Road to RSNA 2016: Advanced Visualization Preview

2014 11 03 11 22 44 485 Road To Rsna 200

If the brave new world of advanced visualization, 3D, and computer-aided detection (CAD) that will be on display at RSNA 2016 has a theme, it's that radiologists aren't working alone anymore.

The evolution of digital visualization and detection tools and the rise of artificial intelligence are approaching the point where machines will work more as partners than assistants in radiology. And this smart help comes not a minute too soon, considering the explosion of images, technologies, protocols, costs, and challenging demographics that define today's healthcare environment.

Today's CAD schemes, increasingly aided by machine learning algorithms and crunched by fast processors, are continually improving their ability to pore over shapes and textures and patterns and inhomogeneities to find signs of pathology, saving time and healthcare dollars.

Biomarkers, a term denoting almost any biological process doctors might want to look at, are a perfect match for smart detection algorithms that don't get tired or bored, even if the attention span of the human operator should start to flag. More investigators are now including them in the search for disease.

Meanwhile, 3D printing of pathology, organs, and other spare parts is jumping in to offer tools and teaching aids to supplement the hands-on training that used to be covered by years of experience, cadavers, and human teachers with time to impart their wisdom. Highly functional 3D printed organs may still be a ways off, but few seem to doubt that they are coming.

Even today, the well-functioning systems that support detection, diagnosis, and decision-making offer a bit of salvation for radiology, freeing practitioners to think about larger questions surrounding patient care.

The challenges of ensuring that these systems help rather than hinder are significant, ranging from integration and workflow problems to managing the false positives and false negatives that put patient care at risk. But the sheer breadth of questions today's systems address, and the scope of the progress they have made, is real.

To take just a few examples from this year's sessions, assessing liver fibrosis is pretty straightforward now, say radiologists from Wisconsin, who built a semiautomated tool to look for surface nodularity at CT. 4D flow MRI can quickly assess ventricular function, noninvasively and without radiation.

In lung nodule detection, a homegrown 3D lung CAD scheme from Japan can pick up the smallest ones at even smaller doses when advanced iterative reconstruction is turned on, with no increase in false-positive detections at ultralow doses.
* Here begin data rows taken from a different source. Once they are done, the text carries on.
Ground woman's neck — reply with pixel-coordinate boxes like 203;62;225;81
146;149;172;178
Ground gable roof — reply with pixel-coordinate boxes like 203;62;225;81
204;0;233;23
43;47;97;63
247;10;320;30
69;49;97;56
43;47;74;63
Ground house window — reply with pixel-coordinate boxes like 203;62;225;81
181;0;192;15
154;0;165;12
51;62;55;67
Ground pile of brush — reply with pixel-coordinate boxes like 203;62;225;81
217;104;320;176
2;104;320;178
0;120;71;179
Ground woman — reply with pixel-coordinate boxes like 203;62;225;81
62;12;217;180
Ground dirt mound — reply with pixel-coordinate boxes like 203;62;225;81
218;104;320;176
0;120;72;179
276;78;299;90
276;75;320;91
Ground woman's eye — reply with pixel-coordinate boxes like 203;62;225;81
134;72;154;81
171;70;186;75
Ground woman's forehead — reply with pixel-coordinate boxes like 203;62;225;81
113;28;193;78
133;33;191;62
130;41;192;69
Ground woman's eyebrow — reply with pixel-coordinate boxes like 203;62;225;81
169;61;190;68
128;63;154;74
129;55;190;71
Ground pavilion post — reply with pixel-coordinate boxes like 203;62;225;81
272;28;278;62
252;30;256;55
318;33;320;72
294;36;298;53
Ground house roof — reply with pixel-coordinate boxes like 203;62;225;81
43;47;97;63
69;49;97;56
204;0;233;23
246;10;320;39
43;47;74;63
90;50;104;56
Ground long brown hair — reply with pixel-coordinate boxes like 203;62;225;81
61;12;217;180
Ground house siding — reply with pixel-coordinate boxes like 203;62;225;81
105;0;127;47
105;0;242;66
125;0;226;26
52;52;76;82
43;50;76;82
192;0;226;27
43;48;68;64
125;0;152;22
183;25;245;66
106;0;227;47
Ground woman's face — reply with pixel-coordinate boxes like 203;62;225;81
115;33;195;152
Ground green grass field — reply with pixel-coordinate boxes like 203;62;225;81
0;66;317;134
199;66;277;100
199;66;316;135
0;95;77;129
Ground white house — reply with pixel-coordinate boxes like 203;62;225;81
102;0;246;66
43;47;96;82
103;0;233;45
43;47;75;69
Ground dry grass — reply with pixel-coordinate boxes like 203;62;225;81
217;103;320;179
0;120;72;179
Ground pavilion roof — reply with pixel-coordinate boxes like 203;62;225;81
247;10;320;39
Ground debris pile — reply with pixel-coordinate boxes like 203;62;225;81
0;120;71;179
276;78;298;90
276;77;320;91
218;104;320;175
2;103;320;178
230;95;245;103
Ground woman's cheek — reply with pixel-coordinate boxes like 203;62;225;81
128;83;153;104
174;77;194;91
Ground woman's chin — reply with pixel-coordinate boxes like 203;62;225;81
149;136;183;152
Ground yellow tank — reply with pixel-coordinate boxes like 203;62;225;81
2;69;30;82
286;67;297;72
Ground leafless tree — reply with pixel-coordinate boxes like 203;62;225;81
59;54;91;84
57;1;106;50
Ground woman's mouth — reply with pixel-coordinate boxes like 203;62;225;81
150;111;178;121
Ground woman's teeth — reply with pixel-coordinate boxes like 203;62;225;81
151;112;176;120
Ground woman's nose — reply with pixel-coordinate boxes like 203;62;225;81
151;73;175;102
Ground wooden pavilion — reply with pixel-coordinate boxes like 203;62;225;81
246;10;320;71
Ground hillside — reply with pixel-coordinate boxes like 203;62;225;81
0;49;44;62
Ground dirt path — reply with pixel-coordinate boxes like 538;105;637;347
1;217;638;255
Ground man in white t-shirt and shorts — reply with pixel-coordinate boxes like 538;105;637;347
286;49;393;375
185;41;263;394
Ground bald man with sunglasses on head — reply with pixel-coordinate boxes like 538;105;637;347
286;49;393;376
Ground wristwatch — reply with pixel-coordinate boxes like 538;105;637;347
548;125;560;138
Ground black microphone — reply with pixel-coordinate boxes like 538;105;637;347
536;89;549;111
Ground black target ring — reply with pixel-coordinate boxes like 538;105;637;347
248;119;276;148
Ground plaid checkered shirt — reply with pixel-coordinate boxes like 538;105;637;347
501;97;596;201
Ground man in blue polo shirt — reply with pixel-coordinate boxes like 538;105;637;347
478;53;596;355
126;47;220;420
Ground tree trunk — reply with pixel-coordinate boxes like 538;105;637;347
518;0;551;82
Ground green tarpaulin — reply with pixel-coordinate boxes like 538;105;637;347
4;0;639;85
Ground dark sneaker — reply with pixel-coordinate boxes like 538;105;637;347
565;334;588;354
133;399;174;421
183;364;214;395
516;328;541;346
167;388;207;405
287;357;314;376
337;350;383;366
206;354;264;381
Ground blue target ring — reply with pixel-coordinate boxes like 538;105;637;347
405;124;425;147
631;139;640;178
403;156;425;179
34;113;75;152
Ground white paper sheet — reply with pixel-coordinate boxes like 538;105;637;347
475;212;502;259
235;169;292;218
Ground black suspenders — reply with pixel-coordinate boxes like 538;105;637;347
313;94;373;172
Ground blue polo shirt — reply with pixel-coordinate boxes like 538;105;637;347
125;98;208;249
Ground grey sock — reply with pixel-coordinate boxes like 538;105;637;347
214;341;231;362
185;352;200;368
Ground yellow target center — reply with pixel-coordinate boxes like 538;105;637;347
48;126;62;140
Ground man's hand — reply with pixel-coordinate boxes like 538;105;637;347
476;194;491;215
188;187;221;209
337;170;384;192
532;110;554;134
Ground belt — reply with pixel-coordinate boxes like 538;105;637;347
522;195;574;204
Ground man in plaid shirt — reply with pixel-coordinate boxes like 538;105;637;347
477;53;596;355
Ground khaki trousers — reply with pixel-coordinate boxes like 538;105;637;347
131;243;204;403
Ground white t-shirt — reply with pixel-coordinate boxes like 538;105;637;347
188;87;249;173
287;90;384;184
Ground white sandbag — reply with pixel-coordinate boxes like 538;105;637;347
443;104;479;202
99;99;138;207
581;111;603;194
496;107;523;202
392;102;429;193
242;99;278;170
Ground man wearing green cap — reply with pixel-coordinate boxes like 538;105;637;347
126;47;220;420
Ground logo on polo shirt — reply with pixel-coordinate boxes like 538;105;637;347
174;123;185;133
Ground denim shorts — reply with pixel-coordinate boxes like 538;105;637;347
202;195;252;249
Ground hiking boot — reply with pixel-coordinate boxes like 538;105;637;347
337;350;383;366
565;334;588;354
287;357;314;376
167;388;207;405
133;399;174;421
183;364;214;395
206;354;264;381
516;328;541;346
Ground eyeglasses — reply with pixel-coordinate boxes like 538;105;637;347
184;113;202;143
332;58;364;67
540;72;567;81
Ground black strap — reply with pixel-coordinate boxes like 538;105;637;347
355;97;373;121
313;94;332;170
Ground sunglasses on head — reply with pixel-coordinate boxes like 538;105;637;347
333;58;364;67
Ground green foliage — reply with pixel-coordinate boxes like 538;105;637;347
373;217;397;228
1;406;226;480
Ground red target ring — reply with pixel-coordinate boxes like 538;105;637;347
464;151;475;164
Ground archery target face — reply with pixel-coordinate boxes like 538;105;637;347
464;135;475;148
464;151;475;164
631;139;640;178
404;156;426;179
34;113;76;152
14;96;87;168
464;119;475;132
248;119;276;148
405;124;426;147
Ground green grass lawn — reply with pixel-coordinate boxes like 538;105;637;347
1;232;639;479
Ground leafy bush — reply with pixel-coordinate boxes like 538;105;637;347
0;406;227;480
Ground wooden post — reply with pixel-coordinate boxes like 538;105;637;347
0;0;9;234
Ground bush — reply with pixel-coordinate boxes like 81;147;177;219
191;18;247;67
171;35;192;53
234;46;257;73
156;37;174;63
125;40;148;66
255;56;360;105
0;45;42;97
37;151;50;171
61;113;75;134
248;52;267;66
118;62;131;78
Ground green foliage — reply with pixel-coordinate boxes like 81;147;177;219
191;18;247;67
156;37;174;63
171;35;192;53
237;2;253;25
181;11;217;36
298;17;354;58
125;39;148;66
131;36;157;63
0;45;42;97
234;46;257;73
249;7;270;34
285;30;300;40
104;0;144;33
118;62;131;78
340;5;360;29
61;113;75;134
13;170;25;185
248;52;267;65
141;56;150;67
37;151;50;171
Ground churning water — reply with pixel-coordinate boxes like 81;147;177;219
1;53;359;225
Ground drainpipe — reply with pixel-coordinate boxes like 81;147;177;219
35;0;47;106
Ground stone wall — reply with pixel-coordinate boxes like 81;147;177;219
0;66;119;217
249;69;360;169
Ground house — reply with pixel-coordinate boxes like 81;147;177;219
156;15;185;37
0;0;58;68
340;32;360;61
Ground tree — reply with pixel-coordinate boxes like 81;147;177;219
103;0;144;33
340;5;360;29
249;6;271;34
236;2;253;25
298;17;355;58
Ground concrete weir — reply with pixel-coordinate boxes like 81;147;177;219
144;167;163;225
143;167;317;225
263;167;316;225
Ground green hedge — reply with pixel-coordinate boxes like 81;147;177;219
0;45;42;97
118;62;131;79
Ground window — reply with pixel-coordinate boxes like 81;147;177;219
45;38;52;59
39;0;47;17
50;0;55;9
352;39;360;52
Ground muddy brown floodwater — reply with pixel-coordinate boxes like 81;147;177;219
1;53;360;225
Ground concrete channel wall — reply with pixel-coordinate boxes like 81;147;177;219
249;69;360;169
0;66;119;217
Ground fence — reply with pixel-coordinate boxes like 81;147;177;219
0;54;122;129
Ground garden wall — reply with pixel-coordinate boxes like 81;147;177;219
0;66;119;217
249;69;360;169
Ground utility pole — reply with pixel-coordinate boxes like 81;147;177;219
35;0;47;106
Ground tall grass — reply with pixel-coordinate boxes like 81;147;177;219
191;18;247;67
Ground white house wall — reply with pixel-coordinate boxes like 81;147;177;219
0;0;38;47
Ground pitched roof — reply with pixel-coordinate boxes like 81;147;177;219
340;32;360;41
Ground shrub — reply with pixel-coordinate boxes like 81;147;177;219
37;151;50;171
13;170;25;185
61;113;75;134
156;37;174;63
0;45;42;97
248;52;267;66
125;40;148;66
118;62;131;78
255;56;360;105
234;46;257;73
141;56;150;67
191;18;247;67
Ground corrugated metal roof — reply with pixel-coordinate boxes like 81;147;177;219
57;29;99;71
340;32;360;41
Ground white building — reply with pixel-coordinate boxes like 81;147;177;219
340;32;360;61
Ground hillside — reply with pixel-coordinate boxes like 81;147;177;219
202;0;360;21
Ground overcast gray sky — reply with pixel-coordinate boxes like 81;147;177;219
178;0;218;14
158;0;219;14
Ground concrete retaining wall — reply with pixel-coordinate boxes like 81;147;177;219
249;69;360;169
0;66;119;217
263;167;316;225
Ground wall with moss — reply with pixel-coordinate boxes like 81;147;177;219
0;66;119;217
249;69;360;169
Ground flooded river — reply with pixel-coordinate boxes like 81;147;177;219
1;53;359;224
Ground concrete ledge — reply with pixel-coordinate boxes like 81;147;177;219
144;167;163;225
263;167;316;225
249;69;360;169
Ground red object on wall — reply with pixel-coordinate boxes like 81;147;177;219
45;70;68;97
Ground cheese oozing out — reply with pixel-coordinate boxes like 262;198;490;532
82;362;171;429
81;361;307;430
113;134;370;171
Or maybe you need to know about the genetics of your patient's non-small cell lung cancer. Radiogenomics mapping with CT can tell you.

Parametric MR mapping of prostate cancer is helping radiologists in Italy detect more clinically significant lesions and speed up workflow. If you overlay 3D electroanatomic mapping on a 3D heart, ablation for tachycardia becomes more intuitive.

A little time spent learning about 3D, maximum intensity projections, and cinematic rendering could be well spent. Cinematic rendering is a photorealistic 3D rendering technique that enables a more in-depth 3D evaluation of the underlying anatomy, presenters say.

There's even a session on using today's tools optimally to make your and your patients' lives better while dealing with a deluge of images. And isn't that what it's all about?